Restriction enzymes cleave duplex DNA at specific nucleotide sequences. The sequences flanking a restriction enzyme recognition site can influence the rate of restriction enzyme cleavage at the site. M. C. Aloyo, et al., Biophys. J., 64, A280 (1993). Such effects occur while cleaving P4 phage DNA with the restriction enzyme EcoRI, suggesting that differences in DNA sequences flanking EcoRI sites account for observed differences in rates of cleavage. Goldstein, et al., Virology, 66, 420-427 (1975). A large body of data regarding the sequence-dependent behavior of various restriction enzymes has appeared. Armstrong and Bauer, Nucl. Acids Res., 11, 4109-4126 (1983), and Alves, et al., Eur. J. Biochem., 140, 83-92 (1984), disclosed cleavage rate variations for the enzymes EcoRI, HinfI, and PstI, finding that the activities of all three enzymes could be inhibited by long runs of GC-rich sequences placed immediately flanking the restriction sites. Concerning effects of flanking DNA sequence on cleavage by enzymes FnuDII, HaeIII, HhaI and MspI, Drew and Travers, Nucl. Acids Res., 13, 4445-4456 (1985), observed that cleavage rates for these enzymes exhibit a dependence on flanking sequence; noting that the effect "though clearly evident, was complex and varied."

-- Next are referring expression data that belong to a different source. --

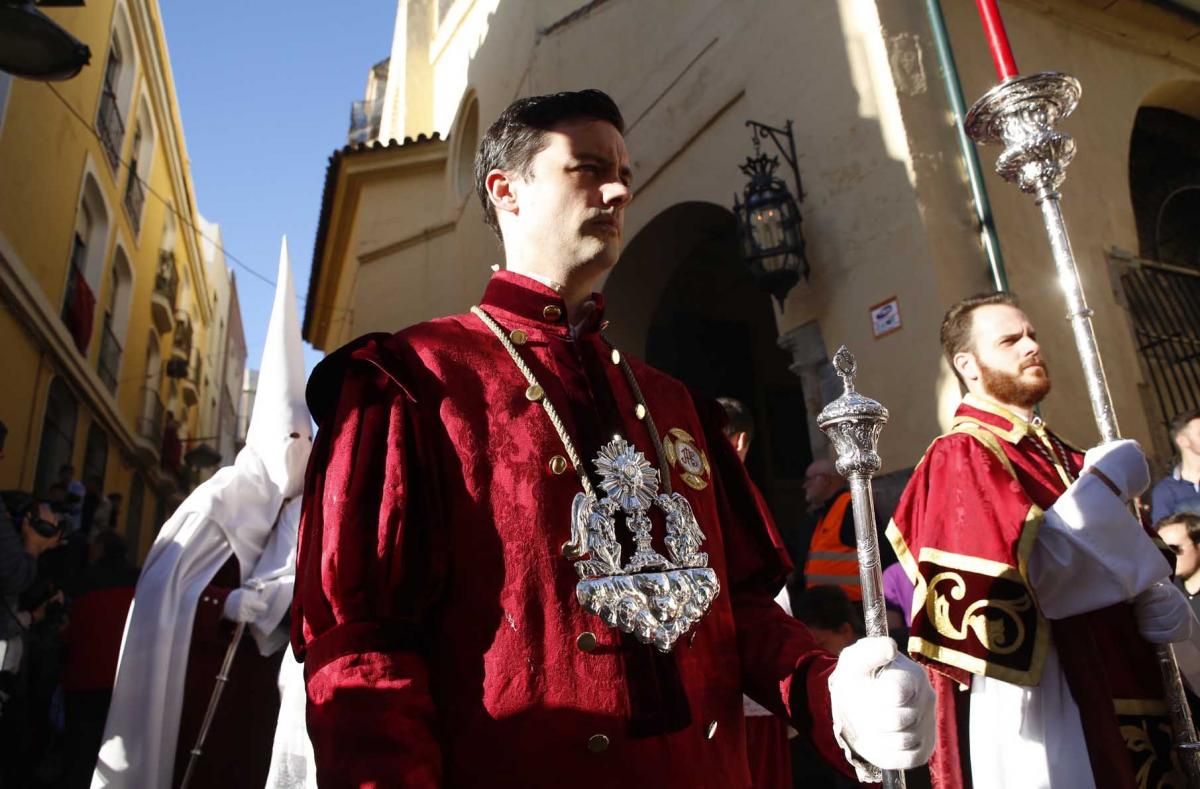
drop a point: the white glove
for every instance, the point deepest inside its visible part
(245, 604)
(1163, 613)
(882, 708)
(1123, 462)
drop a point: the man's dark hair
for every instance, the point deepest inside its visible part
(958, 321)
(826, 607)
(739, 419)
(520, 133)
(1181, 421)
(1188, 519)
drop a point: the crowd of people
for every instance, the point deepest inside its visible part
(67, 583)
(419, 567)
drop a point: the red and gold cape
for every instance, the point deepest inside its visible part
(964, 531)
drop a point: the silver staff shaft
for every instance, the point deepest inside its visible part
(870, 574)
(853, 423)
(214, 700)
(1021, 113)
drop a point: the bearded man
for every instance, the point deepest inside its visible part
(463, 609)
(1038, 594)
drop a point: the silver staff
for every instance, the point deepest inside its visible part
(1021, 113)
(217, 690)
(853, 423)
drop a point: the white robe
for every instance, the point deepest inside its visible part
(1032, 738)
(293, 765)
(232, 513)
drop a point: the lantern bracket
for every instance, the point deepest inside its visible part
(763, 131)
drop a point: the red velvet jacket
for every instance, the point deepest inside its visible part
(436, 614)
(964, 530)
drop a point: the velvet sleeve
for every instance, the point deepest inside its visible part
(783, 668)
(367, 574)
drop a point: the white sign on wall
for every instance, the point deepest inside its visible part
(886, 317)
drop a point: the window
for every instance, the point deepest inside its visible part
(85, 265)
(117, 318)
(135, 188)
(117, 89)
(58, 435)
(109, 121)
(95, 457)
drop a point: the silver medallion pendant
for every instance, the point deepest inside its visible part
(654, 597)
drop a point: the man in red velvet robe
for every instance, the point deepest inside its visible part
(1036, 590)
(438, 619)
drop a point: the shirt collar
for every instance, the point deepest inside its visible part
(538, 305)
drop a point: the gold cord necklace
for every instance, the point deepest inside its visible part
(655, 597)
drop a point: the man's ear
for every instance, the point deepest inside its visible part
(966, 366)
(501, 191)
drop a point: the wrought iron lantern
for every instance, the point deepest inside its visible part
(769, 217)
(34, 46)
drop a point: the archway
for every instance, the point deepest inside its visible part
(57, 445)
(1164, 290)
(683, 299)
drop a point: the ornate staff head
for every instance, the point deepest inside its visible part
(853, 422)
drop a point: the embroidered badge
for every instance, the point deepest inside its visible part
(693, 464)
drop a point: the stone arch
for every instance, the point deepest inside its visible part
(683, 299)
(1163, 293)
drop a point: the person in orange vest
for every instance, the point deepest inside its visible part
(767, 750)
(832, 559)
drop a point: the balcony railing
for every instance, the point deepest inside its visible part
(135, 198)
(109, 355)
(109, 125)
(150, 422)
(365, 120)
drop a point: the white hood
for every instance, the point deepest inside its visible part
(281, 427)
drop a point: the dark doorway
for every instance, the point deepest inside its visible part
(683, 299)
(1163, 287)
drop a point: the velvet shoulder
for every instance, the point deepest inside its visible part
(652, 379)
(402, 359)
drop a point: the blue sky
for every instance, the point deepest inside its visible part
(265, 90)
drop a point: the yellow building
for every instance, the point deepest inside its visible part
(107, 309)
(889, 216)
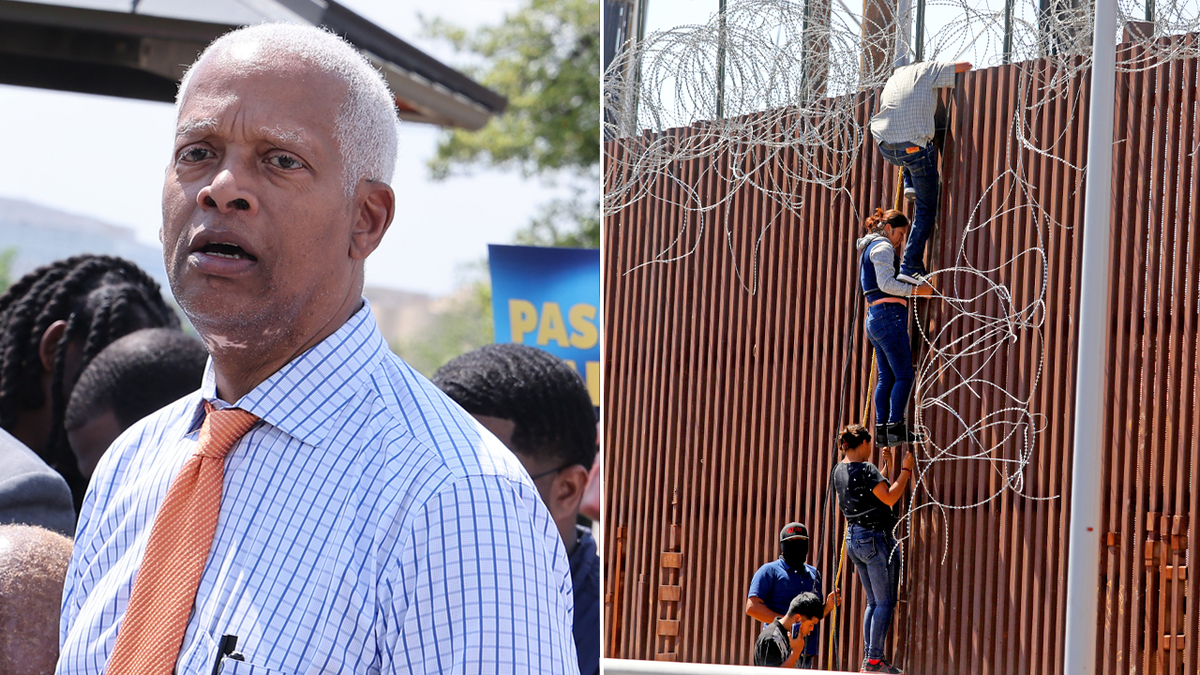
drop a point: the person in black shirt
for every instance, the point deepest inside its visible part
(783, 640)
(867, 499)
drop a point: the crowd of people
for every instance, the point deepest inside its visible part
(280, 490)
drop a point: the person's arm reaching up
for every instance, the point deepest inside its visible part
(891, 494)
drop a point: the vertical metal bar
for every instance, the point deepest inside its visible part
(720, 61)
(921, 30)
(1008, 31)
(1083, 578)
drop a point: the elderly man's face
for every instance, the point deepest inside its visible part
(257, 227)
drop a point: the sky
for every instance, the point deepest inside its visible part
(105, 157)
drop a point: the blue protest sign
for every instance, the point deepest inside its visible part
(550, 298)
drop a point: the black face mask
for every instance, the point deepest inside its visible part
(796, 551)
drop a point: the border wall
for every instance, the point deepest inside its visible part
(721, 404)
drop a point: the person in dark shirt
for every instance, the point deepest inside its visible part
(129, 380)
(867, 499)
(780, 643)
(779, 581)
(540, 408)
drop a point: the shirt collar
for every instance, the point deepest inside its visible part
(324, 377)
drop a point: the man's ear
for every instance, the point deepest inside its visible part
(568, 490)
(49, 344)
(375, 213)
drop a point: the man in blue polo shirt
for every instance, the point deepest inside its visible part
(775, 584)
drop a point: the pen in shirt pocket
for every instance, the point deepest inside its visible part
(226, 650)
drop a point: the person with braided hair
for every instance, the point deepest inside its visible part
(887, 323)
(539, 407)
(317, 505)
(867, 499)
(53, 322)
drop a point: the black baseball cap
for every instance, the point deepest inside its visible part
(793, 531)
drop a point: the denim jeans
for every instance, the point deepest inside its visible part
(887, 329)
(921, 174)
(879, 569)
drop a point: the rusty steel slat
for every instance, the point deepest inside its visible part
(1192, 190)
(705, 430)
(1115, 640)
(1153, 354)
(1127, 634)
(1177, 371)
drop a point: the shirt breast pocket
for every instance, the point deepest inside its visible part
(234, 667)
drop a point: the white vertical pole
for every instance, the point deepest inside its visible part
(1084, 563)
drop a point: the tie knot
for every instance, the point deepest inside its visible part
(222, 429)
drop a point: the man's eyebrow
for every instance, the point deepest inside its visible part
(192, 126)
(283, 136)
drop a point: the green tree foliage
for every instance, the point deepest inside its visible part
(462, 326)
(6, 258)
(545, 58)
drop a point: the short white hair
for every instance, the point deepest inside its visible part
(365, 127)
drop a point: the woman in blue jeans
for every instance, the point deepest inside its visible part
(865, 499)
(887, 323)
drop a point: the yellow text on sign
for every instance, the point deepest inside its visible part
(547, 326)
(550, 326)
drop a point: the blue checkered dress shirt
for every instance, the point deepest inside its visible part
(367, 525)
(907, 103)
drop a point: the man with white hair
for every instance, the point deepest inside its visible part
(317, 506)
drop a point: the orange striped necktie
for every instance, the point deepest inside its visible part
(151, 633)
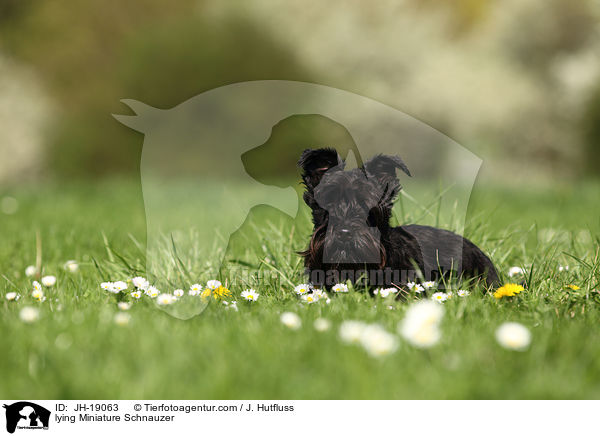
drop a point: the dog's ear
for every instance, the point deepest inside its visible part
(315, 163)
(383, 169)
(383, 166)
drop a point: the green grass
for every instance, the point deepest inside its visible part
(75, 350)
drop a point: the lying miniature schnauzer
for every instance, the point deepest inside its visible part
(352, 238)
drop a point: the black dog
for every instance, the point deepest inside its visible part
(352, 238)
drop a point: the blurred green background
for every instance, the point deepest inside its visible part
(515, 81)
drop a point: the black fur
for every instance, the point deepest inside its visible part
(352, 235)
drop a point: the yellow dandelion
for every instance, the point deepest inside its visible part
(508, 290)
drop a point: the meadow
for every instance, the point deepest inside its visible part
(77, 350)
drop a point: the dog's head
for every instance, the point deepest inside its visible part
(351, 209)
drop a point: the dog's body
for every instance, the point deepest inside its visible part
(352, 236)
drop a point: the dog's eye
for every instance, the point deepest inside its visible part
(371, 219)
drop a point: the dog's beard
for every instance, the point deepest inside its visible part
(363, 248)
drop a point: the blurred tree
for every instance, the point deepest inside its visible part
(94, 53)
(591, 134)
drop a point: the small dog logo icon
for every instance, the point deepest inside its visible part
(26, 415)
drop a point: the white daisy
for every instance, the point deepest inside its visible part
(319, 294)
(440, 297)
(340, 287)
(351, 331)
(29, 314)
(107, 286)
(304, 288)
(515, 271)
(48, 281)
(71, 266)
(140, 283)
(152, 292)
(420, 325)
(309, 298)
(122, 318)
(165, 299)
(12, 296)
(291, 320)
(322, 324)
(377, 341)
(250, 295)
(213, 284)
(119, 286)
(195, 290)
(38, 294)
(513, 336)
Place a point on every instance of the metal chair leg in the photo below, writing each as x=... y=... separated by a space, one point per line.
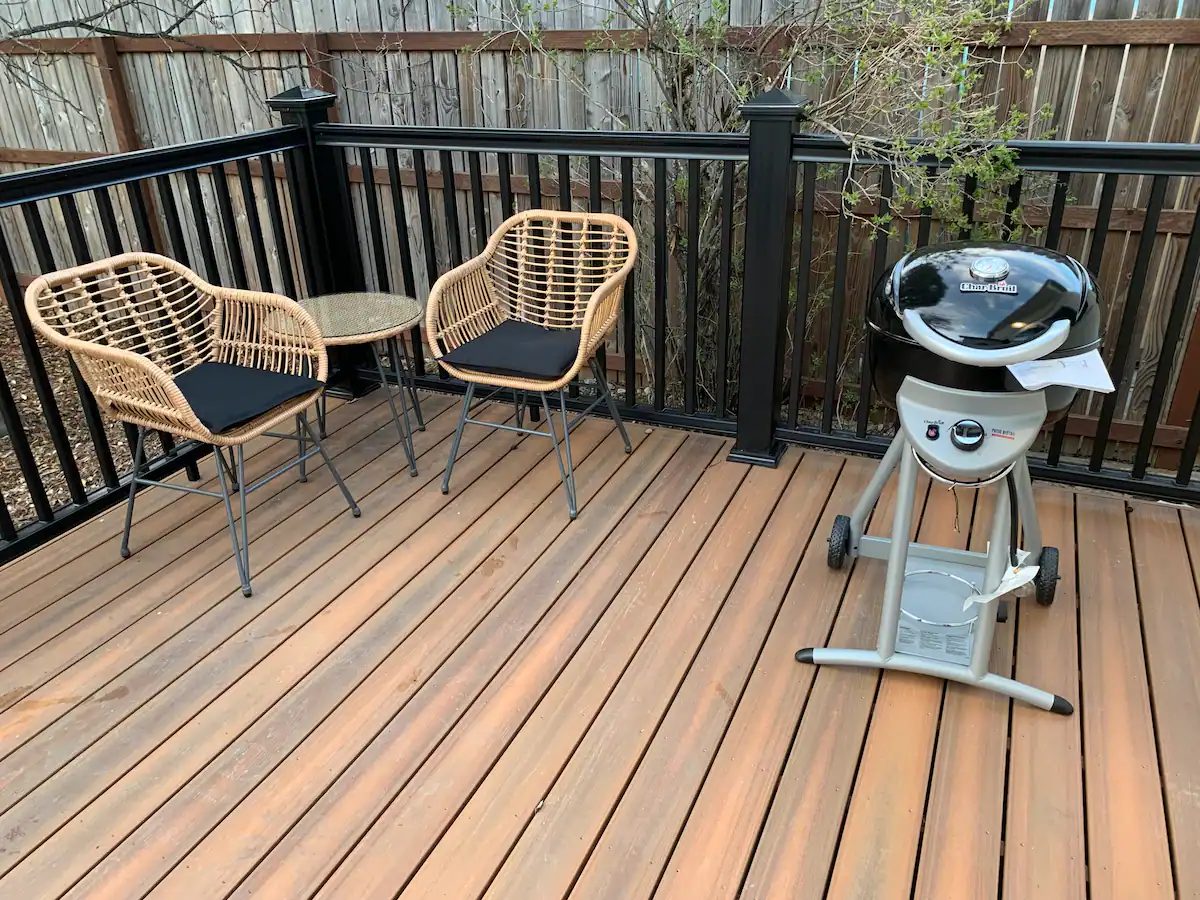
x=406 y=432
x=231 y=466
x=133 y=490
x=300 y=441
x=603 y=385
x=406 y=366
x=457 y=436
x=564 y=469
x=240 y=550
x=333 y=469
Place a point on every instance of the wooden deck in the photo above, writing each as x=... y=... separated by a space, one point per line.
x=467 y=696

Variations in rates of restriction enzyme cleavage have also been shown to be dependent on DNA substrate length. Thus, the rate of cleavage at a specific site depends directly on the length of DNA flanking the specific site. Richter and Eigen, Biophys. Chem., 2, 255-263 (1974); Berg, et al., Biochemistry, 20, 6929-6948 (1981).
The present invention offers the potential to develop highly accurate protocols using DNA amplification strategies (such as those based on the polymerase chain reaction) for the diagnosis of disease states caused by viral DNA and difficult to determine with high certainty by any known method in the art, in part because of significant analytical difficulties in reliably detecting the identity of the related DNA sequences at ultralow levels. An important example of a DNA disease virus is human immunodeficiency virus, wherein false positives can have serious psychological and social consequences.